From Greenie Watch:
'Breakthrough Technology’ or broken technology?
It was supposed to be a shining example of the green movement — a completely independent solar-powered house with no gas or electrical hookups. Seven months ago, officials gathered for a ribbon-cutting ceremony to celebrate the $900,000 house owned by the city of Troy that was to be used as an educational tool and meeting spot. But it never opened to the public. And it remains closed. "It is disappointing that we can't tour, but the summit will still be of great value. I don't think it's reflective of the technology."
Frozen pipes during the winter caused $16,000 in damage to floors, and city officials aren't sure when the house at the Troy Community Center will open. "It's not safe right now, and there's no estimated opening time because it depends on when we can get funding," said Carol Anderson, director of the city's Parks and Recreation Department.

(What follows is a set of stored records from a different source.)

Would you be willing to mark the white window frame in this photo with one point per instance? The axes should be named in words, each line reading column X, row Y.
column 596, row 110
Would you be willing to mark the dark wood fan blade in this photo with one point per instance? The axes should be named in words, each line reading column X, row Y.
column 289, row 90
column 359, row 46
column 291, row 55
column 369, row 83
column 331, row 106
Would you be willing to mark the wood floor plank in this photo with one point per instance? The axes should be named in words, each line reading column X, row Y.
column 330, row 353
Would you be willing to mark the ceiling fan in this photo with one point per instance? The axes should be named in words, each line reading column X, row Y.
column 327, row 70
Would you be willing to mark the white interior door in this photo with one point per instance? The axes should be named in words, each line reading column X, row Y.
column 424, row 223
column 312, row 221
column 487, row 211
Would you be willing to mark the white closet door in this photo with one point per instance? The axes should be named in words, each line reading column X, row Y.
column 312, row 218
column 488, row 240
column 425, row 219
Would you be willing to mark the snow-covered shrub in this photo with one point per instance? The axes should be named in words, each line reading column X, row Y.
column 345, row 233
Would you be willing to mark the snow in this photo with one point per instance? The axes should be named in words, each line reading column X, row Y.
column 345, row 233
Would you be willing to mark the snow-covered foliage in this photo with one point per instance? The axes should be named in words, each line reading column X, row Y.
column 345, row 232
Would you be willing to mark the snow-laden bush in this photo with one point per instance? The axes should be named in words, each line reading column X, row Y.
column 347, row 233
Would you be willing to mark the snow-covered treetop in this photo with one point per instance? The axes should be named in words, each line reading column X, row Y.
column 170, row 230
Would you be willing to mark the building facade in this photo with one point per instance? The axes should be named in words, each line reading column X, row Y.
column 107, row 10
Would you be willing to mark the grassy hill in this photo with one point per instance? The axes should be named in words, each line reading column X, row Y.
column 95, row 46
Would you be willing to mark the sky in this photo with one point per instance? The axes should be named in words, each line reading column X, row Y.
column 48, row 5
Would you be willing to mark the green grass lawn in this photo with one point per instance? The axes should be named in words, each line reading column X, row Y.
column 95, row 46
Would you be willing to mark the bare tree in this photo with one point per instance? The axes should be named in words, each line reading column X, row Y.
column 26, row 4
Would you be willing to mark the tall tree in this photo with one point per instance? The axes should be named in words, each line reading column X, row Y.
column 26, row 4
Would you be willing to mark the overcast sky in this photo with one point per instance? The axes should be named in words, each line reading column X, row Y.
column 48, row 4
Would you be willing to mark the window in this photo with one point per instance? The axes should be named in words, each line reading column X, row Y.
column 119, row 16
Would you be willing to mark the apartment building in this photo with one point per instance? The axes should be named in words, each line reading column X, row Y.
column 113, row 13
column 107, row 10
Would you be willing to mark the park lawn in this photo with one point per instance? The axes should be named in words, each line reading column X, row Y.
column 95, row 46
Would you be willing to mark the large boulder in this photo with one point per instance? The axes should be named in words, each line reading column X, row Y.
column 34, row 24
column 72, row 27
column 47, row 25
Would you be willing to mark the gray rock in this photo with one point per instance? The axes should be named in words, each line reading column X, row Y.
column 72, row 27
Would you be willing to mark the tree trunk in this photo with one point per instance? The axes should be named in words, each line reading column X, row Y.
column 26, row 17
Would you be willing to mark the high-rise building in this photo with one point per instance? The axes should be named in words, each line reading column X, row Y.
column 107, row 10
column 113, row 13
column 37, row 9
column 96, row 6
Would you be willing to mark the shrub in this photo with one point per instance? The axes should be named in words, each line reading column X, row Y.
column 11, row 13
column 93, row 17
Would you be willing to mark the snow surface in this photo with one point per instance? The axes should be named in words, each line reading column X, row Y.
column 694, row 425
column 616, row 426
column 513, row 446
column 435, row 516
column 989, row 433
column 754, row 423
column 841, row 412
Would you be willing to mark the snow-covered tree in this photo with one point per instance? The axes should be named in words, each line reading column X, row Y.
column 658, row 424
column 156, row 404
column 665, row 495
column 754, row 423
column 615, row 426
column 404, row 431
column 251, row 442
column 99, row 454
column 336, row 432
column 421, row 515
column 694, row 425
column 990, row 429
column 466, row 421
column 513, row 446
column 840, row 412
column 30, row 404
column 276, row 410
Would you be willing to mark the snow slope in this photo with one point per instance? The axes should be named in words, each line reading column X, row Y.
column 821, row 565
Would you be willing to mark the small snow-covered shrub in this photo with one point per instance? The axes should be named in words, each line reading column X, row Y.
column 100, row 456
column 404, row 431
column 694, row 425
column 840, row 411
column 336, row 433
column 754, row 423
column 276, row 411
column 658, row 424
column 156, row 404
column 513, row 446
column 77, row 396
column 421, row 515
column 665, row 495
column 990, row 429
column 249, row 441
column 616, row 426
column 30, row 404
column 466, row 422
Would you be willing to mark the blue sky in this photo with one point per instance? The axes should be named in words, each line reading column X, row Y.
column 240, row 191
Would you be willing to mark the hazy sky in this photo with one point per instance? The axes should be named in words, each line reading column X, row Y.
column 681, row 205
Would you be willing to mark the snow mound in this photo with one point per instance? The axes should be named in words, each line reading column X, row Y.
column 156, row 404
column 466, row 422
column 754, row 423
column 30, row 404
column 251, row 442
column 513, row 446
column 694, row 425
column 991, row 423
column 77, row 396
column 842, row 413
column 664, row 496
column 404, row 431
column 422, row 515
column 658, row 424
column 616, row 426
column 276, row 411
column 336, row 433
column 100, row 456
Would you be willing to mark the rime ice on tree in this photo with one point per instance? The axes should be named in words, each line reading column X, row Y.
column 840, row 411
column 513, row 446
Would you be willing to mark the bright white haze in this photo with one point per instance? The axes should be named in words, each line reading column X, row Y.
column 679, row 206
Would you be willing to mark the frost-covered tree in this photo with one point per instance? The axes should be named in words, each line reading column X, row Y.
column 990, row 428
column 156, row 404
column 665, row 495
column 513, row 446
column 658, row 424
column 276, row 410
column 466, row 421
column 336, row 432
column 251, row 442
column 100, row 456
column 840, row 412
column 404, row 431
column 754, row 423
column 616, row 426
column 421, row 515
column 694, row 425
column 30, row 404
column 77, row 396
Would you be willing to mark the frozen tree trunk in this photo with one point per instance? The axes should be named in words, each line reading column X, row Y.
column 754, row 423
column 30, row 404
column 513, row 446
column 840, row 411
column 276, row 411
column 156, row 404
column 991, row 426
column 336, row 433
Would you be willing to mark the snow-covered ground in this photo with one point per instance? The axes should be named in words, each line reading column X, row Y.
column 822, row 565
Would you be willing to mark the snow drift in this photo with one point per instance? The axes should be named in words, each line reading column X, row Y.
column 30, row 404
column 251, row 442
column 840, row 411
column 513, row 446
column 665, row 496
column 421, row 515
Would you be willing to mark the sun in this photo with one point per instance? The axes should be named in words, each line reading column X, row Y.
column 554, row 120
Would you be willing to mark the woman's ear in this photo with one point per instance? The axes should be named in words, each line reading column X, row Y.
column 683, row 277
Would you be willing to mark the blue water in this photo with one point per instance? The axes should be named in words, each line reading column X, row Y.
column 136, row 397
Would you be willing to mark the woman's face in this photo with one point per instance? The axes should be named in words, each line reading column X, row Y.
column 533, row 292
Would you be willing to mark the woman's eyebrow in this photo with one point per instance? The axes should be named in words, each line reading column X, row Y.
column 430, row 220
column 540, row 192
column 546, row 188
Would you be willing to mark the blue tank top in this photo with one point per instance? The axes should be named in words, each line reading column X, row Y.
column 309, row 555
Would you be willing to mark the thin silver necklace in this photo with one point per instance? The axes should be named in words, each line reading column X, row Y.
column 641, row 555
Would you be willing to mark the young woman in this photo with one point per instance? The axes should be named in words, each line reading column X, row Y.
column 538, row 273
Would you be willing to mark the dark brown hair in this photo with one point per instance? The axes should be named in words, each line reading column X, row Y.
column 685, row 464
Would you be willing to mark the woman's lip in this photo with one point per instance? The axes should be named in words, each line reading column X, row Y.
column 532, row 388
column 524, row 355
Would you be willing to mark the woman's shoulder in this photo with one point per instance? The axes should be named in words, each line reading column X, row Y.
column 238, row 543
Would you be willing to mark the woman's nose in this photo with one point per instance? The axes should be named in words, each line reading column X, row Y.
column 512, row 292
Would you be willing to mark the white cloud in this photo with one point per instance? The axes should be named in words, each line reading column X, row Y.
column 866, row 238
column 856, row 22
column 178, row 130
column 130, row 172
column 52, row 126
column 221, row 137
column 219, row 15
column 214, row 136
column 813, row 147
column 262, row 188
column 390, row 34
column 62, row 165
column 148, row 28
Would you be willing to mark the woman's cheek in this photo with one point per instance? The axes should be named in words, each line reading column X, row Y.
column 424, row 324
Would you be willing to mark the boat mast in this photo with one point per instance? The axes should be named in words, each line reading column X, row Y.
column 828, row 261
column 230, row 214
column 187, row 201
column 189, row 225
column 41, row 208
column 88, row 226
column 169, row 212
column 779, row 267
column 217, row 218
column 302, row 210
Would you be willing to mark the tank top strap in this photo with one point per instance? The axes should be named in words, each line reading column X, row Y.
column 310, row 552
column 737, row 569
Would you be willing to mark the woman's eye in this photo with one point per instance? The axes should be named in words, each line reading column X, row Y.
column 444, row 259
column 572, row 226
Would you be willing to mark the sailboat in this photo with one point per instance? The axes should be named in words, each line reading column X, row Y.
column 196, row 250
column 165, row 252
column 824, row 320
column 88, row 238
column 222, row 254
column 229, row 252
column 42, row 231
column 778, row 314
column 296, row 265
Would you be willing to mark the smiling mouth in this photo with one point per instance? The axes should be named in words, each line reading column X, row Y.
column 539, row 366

That surprised the Oakland County Planning and Economic Development Department, which advertised tours of the house for its Tuesday Oakland County Green Summit. "No, I didn't know anything about it," said Steve Huber, spokesman for county planning. Bret Rasegnan, planning supervisor for the department, said the solar tours have been removed from the finalized agenda for the summit.
Comment on the above:
Troy, Michigan, is in my Detroit backyard and the troubles of the celebrated Troy solar house (dubbed ALOeTERRA, which means “to nourish the earth,” natch) that Greg Pollowitz reported above are noteworthy for a number of reasons.
The first is that this anti-global-warming temple’s closure is due to water damage caused by frozen pipes — a result of 2009’s record-cold Michigan winter.
The house is also one of “breakthrough technologies” that Energy Sec. Chu is targeting with DOE’s new, $400 million Advanced Research Projects Agency-Energy (see here). In fact, the house — designed by a Lawrence Tech University (Mich.) team — was the winner of an alternative energy competition, the Solar Decathlon, which already receives substantial funding from the DOE.
The house, reports green-friendly Metromode, is billed “as a showcase on how regular people can conserve energy in housing.” But at $900,000, this 800-square-foot green house is hardly in the price range of “regular folk.”
Of course, building a solar house in a state that is in winter overcast six months out of the year might seem a tad ambitious. But its green builders promised that the home’s full-roof solar panels would not only provide electricity, but also charge a home battery system that would store energy for all heating needs.